Perubahan dari jabatan struktural ke jabatan fungsional dapat mengubah cara ASN memandang arah karir mereka. Dan secara operasional keduanya terdapat perbedaan yang mencolok. Berikut adalah beberapa perbedaan utama antara jabatan struktural dan jabatan fungsional:

  1. Hirarki. Jabatan struktural memiliki hirarki yang jelas, sementara jabatan fungsional tidak memiliki hirarki yang jelas.
  2. Tanggung Jawab. Jabatan struktural memiliki tanggung jawab manajerial dan administratif tertentu, sedangkan jabatan fungsional memiliki tanggung jawab spesifik dalam bidang tertentu.
  3. Pengambilan Keputusan. Jabatan struktural sering kali memiliki kekuasaan dalam pengambilan keputusan organisasi, sementara jabatan fungsional tidak memiliki kekuasaan yang sama dalam pengambilan keputusan organisasi.

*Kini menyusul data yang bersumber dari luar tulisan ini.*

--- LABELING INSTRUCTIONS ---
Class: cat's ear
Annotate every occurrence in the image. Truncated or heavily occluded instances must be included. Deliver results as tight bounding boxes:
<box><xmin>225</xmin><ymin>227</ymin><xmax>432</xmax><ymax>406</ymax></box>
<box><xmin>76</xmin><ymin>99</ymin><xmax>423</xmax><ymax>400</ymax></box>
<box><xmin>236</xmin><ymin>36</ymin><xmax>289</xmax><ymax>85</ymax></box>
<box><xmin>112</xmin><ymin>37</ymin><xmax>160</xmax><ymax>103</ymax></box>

Penyetaraan Jabatan di Provinsi Sulawesi Tengah

Lingkup Pemerintah Daerah Provinsi Sulawesi Tengah, proses pelaksanaan penyetaraan jabatan dilakukan pada tanggal 31 Mei 2022. Untuk Provinsi Sulawesi Tengah, penyetaraan jabatan masih pada tataran level eselon IV (Pengawas). Itupun belum semuanya. Baru sejumlah 418 pejabat pengawas yang dialihkan ke jabatan fungsional. Atau setengah dari pejabat pengawas lingkup Prov. Sulteng yang mencapai 800an pejabat.

Tentu dan pasti terjadi hambatan dalam implementasi kebijakan. Termasuk kebijakan penyetaraan jabatan. Adapun kendala dan permasalahan yang dihadapi oleh Pemerintah Daerah Provininsi Sulawesi Tengah, dan mungkin juga daerah lainnya, dalam menjalankan kebijakan tersebut diantaranya :

Pertama, karakteristik yang sangat berbeda antara jabatan administrasi dan jabatan fungsional. Perbedaan ini mempunyai dampak dalam melaksanakan implementasi kebijakan penyetaraan jabatan. Secara alamiah, terdapat perbedaan karakter antara jabatan administrasi dengan jabatan fungsional. Jabatan administrasi menurut Undang-Undang Nomor 5 Tahun 2014 tentang Manajemen Aparatur Sipil Negara (ASN) adalah sekelompok jabatan yang berisi fungsi dan tugas berkaitan dengan pelayanan publik serta administrasi pemerintahan dan pembangunan.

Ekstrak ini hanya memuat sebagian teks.